GR00T N1: An Open Foundation Model for Generalist Humanoid Robots
Source
- Raw Markdown: paper_gr00t-n1-2025.md
- PDF: paper_gr00t-n1-2025.pdf
- Preprint: arXiv 2503.14734
- Official code: github.com/NVIDIA/Isaac-GR00T
- Official dataset: PhysicalAI-Robotics-GR00T-X-Embodiment-Sim
Core Claim
GR00T N1 is an open humanoid VLA policy with a dual-system design: a vision-language module interprets observations and instructions, while a Diffusion Transformer trained with action flow matching generates high-frequency continuous motor actions.
Method Notes
- The source explicitly separates slower semantic processing from faster action generation.
- System 2 is a VLM for image/language interpretation; System 1 is a DiT-style action module conditioned on VLM outputs and robot state.

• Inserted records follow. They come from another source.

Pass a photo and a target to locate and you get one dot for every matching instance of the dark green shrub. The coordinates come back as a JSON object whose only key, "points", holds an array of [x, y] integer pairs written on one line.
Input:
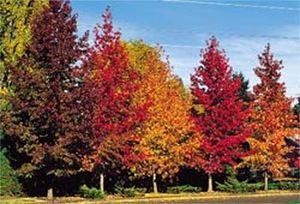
{"points": [[9, 184], [233, 185], [284, 185], [129, 192], [93, 193], [184, 189]]}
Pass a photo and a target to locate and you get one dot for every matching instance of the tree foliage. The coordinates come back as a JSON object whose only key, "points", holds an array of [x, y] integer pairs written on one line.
{"points": [[222, 122], [167, 124], [271, 120], [9, 184], [43, 120], [110, 83], [15, 20]]}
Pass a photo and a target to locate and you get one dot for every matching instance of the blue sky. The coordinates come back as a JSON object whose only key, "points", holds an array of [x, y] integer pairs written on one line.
{"points": [[182, 27]]}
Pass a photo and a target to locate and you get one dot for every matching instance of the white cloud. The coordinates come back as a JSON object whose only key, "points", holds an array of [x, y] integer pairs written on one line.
{"points": [[242, 52]]}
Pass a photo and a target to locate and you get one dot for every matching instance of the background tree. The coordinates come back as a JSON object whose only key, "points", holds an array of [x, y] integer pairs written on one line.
{"points": [[244, 92], [9, 184], [271, 120], [15, 34], [296, 109], [43, 119], [163, 132], [222, 122], [110, 83]]}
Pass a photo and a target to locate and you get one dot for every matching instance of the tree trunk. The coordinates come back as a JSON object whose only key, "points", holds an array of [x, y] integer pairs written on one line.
{"points": [[154, 183], [50, 193], [102, 182], [266, 180], [210, 187]]}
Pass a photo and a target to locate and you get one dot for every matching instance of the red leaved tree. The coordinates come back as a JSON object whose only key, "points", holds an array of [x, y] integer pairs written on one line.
{"points": [[272, 120], [113, 116], [222, 116], [42, 122]]}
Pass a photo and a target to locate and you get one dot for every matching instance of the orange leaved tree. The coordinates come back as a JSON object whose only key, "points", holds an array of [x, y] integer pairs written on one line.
{"points": [[166, 126]]}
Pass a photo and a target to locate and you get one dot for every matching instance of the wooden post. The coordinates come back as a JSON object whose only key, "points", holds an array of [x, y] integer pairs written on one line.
{"points": [[210, 186], [154, 183], [50, 193], [266, 181], [102, 182]]}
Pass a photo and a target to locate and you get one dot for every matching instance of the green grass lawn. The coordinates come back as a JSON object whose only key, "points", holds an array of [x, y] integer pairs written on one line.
{"points": [[151, 197]]}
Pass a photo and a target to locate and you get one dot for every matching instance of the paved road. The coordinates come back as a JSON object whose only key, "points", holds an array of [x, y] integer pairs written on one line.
{"points": [[261, 200], [276, 199]]}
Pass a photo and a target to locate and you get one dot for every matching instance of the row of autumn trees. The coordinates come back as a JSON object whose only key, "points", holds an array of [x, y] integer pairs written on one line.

- The model is a control-input generator over short trajectories, not a future-observation world model.
Evidence And Limitations
The source reports simulation and real GR-1 humanoid evaluations, cross-embodiment data use, and public release artifacts. Limitations include bounded task suites, post-training requirements for specific embodiments, and safety constraints that must be handled outside the released checkpoint.
Foundation TSFM Relevance
| Agenda slot | Verdict | Evidence | Missing pieces |
|---|---|---|---|
| Causal structure, counterfactuals, and control | partially closes | Generates short-horizon motor trajectories conditioned on observations, instructions, VLM outputs, and robot state, and provides a fast/slow control-architecture analogy for digital-world robots. | It is an action generator, not a future-observation world model for comparing candidate interventions or an observability/digital-system state model. |
| Multi-modal future distributions | adjacent | Uses action flow matching / diffusion-style trajectory generation for continuous control. | Does not expose calibrated multiple future system states for planning under uncertainty. |
Links Into The Wiki
- GR00T N1
- Robotics Time-Series Modeling
- Foundation Time-Series Model Research Agenda
- Robotics Text Conditioning
Open Questions
- How much does actionless-video pretraining help once pseudo-actions introduce labeling error?
- Can the System 2/System 1 split become a standard interface for humanoid fast/slow control?